Candidate gene screening and validation
The boxplots depicting four traits—weight per fruit, longitudinal diameter of fruits, transverse diameter of fruits, and placenta size—are illustrated in Fig. 6a-d. The numerical values of these four traits in C. annuum surpass those in C. frutescens. This, in conjunction with the qRT-PCR results from both C. annuum and C. frutescens, facilitates the analysis functional trends in genes.
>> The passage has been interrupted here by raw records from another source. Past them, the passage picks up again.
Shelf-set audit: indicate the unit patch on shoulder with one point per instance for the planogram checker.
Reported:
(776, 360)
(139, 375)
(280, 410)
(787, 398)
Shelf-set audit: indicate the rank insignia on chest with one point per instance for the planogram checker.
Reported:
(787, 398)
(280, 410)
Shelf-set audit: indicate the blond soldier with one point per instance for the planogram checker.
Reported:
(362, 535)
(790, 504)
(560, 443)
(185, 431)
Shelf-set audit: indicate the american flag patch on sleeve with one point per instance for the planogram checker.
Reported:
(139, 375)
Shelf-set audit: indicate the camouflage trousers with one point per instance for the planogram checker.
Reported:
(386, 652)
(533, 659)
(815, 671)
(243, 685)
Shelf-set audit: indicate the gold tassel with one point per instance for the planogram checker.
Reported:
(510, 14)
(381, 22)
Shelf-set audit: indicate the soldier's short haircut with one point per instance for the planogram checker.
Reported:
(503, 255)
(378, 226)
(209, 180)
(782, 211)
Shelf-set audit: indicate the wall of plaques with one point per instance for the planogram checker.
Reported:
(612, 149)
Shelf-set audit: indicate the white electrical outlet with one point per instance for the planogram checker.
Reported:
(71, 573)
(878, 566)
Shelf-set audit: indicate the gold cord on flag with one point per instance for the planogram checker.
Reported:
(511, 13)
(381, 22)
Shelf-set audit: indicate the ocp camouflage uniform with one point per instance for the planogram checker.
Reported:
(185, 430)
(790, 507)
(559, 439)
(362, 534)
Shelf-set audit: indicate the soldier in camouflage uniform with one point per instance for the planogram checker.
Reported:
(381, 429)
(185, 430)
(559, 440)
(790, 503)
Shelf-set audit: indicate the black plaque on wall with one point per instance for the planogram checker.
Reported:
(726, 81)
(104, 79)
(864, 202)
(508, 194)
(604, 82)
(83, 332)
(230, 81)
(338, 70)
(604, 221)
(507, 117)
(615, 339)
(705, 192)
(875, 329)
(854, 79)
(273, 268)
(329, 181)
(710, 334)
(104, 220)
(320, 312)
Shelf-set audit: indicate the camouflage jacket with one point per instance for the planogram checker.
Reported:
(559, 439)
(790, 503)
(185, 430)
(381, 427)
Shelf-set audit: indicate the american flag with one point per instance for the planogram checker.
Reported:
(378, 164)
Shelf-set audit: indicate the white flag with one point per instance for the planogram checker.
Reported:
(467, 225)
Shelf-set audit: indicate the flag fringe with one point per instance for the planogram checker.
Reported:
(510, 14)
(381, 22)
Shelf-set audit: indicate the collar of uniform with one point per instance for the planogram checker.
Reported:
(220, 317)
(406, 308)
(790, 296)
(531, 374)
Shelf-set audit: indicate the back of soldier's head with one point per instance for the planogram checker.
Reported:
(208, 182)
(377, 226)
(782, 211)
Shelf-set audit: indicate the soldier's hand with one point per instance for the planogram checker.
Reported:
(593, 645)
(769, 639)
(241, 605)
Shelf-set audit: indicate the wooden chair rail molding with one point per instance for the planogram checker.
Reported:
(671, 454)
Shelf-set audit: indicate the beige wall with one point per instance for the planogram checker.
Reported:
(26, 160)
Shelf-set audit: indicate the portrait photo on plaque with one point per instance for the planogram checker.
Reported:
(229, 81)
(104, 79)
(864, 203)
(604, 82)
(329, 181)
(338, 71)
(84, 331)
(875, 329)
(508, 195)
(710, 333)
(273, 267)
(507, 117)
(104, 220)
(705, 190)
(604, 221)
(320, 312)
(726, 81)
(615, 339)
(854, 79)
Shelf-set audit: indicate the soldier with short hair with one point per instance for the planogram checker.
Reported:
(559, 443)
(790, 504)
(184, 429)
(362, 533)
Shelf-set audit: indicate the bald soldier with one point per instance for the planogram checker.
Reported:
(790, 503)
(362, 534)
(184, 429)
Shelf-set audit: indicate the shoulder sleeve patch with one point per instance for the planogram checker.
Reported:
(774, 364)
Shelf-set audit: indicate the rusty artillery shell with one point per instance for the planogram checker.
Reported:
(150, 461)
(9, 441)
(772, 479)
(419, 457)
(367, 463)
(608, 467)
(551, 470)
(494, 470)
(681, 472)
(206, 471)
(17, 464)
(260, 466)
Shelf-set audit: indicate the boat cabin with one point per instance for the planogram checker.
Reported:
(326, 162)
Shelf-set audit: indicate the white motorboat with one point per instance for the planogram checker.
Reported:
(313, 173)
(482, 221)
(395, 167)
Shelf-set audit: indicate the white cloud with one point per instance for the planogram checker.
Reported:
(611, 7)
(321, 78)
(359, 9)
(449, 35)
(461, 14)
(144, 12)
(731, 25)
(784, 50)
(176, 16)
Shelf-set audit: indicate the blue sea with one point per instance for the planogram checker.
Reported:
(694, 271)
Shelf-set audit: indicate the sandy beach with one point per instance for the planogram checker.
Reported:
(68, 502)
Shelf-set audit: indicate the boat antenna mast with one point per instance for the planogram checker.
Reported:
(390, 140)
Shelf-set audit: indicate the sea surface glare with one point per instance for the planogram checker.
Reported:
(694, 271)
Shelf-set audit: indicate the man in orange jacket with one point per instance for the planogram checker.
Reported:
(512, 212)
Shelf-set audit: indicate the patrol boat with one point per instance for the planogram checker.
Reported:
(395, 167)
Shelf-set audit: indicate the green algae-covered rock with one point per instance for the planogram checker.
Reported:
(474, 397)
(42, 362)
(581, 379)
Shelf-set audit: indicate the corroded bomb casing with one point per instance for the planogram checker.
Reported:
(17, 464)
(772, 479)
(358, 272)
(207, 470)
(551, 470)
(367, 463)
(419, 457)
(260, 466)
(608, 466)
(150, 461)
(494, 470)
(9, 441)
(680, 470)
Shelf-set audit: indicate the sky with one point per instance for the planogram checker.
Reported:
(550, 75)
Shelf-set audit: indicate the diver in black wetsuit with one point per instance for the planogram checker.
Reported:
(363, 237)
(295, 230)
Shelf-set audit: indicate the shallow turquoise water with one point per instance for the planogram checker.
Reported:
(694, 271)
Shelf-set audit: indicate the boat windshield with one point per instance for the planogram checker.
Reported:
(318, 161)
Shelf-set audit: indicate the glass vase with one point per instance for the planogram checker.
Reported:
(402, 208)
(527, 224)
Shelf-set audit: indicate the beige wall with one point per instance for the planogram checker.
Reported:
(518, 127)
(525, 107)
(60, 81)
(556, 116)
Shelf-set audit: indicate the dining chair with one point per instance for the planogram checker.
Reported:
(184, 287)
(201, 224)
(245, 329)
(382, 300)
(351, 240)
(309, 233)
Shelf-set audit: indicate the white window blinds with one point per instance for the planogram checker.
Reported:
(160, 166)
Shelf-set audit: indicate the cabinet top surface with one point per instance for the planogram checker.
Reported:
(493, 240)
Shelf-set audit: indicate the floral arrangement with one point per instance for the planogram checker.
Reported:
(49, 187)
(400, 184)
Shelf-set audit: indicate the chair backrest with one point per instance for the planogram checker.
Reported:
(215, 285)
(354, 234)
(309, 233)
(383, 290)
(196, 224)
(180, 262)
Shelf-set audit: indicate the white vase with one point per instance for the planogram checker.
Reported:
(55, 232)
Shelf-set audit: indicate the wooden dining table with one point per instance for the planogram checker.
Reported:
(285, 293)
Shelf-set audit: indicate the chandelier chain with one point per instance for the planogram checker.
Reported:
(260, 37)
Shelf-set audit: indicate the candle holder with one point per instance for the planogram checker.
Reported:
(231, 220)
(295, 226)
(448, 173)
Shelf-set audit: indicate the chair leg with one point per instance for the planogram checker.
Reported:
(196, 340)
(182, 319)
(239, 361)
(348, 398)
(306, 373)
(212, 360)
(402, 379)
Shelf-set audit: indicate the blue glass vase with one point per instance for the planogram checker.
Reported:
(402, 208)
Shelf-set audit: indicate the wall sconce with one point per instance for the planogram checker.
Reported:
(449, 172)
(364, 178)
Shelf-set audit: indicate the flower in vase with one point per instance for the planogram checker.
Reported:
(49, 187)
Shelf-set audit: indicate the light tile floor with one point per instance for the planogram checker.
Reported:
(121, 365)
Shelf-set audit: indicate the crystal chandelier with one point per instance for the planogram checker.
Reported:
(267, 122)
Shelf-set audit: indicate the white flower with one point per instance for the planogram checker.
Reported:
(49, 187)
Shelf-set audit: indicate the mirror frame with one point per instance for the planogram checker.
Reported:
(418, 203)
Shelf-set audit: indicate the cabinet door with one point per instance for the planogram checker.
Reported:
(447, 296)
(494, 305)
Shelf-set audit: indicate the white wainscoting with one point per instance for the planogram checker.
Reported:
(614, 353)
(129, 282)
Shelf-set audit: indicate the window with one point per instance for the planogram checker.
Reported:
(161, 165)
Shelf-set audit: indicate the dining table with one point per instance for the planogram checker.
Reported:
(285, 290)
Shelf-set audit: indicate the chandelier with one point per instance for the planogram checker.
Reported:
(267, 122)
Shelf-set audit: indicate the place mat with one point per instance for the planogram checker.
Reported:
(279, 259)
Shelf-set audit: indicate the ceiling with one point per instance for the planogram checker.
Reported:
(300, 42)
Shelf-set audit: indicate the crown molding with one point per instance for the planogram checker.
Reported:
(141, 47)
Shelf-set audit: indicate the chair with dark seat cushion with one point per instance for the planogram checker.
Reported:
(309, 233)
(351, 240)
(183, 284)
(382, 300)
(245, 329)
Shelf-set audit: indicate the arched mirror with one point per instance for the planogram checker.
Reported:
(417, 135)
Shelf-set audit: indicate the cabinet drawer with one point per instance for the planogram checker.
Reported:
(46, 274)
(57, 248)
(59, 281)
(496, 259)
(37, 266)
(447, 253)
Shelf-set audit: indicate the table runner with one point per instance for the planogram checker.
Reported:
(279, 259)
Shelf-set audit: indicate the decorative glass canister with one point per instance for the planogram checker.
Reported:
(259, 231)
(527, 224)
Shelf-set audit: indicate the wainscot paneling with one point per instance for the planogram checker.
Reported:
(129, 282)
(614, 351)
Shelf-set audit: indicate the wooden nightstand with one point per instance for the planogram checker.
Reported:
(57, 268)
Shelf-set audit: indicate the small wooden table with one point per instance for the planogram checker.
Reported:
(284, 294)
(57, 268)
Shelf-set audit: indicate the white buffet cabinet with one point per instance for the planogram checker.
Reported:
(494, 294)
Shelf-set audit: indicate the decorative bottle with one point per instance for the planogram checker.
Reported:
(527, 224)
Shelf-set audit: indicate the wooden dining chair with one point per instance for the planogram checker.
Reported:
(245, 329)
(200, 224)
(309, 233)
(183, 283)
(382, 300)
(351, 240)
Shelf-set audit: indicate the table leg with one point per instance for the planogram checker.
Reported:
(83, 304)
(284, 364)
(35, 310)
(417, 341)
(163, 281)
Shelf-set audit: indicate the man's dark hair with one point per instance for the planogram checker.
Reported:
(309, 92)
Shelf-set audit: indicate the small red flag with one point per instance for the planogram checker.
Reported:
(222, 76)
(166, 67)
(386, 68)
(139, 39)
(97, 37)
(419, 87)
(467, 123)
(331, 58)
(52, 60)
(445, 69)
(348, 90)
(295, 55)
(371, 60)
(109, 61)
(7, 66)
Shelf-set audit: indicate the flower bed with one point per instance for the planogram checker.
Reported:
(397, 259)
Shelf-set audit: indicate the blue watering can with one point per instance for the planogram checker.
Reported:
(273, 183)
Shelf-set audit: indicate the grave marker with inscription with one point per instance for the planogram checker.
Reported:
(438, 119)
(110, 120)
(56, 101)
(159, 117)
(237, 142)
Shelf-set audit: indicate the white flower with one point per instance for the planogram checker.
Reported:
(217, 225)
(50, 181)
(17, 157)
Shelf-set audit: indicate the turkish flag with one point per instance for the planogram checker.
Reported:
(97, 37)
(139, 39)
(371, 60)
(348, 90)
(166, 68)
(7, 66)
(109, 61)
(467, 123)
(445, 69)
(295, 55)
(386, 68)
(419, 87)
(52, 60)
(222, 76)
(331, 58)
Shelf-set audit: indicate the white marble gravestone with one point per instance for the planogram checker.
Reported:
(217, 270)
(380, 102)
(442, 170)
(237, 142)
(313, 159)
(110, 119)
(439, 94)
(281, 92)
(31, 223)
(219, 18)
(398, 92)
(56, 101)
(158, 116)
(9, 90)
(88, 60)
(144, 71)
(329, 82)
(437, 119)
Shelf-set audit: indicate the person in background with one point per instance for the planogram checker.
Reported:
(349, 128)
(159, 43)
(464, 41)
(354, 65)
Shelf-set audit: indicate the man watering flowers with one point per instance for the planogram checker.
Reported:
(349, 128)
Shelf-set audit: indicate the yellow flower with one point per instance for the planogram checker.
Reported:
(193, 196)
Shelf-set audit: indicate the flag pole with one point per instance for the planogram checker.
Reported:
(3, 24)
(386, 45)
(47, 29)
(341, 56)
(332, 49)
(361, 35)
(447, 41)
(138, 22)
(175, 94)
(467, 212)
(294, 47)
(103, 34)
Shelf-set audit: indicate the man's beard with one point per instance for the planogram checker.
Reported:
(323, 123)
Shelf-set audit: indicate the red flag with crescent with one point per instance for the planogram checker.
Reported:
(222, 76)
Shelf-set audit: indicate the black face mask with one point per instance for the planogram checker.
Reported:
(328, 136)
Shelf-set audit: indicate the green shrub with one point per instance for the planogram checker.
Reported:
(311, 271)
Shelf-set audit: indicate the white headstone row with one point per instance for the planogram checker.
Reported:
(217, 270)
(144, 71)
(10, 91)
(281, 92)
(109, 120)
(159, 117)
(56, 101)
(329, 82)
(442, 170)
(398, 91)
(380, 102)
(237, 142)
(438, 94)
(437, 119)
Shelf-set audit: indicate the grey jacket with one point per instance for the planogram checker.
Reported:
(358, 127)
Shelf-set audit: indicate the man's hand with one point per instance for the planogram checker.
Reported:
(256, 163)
Leveraging the outcome of gene functional annotation, we randomly selected 11 candidate genes associated with weight per fruit, longitudinal diameter of fruits, transverse diameter of fruits, and placenta size for qRT-PCR validation experiments shown, as depicted in Fig. 6e-h. These aimed to substantiate the influence of these genes on the growth of various traits. Notably, the expression level of the TPX2 gene in C. frutescens, characterized by smaller weight per fruit, significantly exceeded that in C. annuum, indicating its potential role in inhibiting weight per fruit in both species. Similarly, nsLTPs13 and NUTCRACKER displayed significantly higher expression levels in the variety with smaller weight per fruit, suggesting their potential as genes inhibiting weight per fruit in both C. frutescens and C. annuum. In the context of the longitudinal diameter of commercial fruits, the expression levels of extensin-2-like and COP10 genes were significantly higher in C. annuum compared to C. frutescens, whereas SCPL13 exhibited significantly higher expression in C. frutescens. This implies that these extensin-2-like and COP10 may promote longitudinal diameter of fruits in both species, while SCPL13 may have an inhibitory role. Notably, no significant difference in the expression level of the extensin-1-like gene was observed between the two varieties. Examining the transverse diameter of fruits, the expression of the DDB1 gene in C. annuum with a larger diameter was significantly higher than that in C. frutescens with a smaller diameter, suggesting its potential role in promoting the transverse diameter of fruits in both species Conversely, the gene GAUT1 exhibited opposite expression levels in the two varieties, indicating its potential as a gene inhibiting this trait. No significant differences in the expression levels of the RKD4 gene were observed between the two varieties. For placenta size, SCPL51 displayed significantly higher expression in the smaller seed cavity of C. frutescens compared to the larger seed cavity of C. annuum.In contrast, HDT2 and HDAC9 showed significantly higher expression in C. frutescens, indicating their potential roles as genes inhibiting placenta size in both varieties.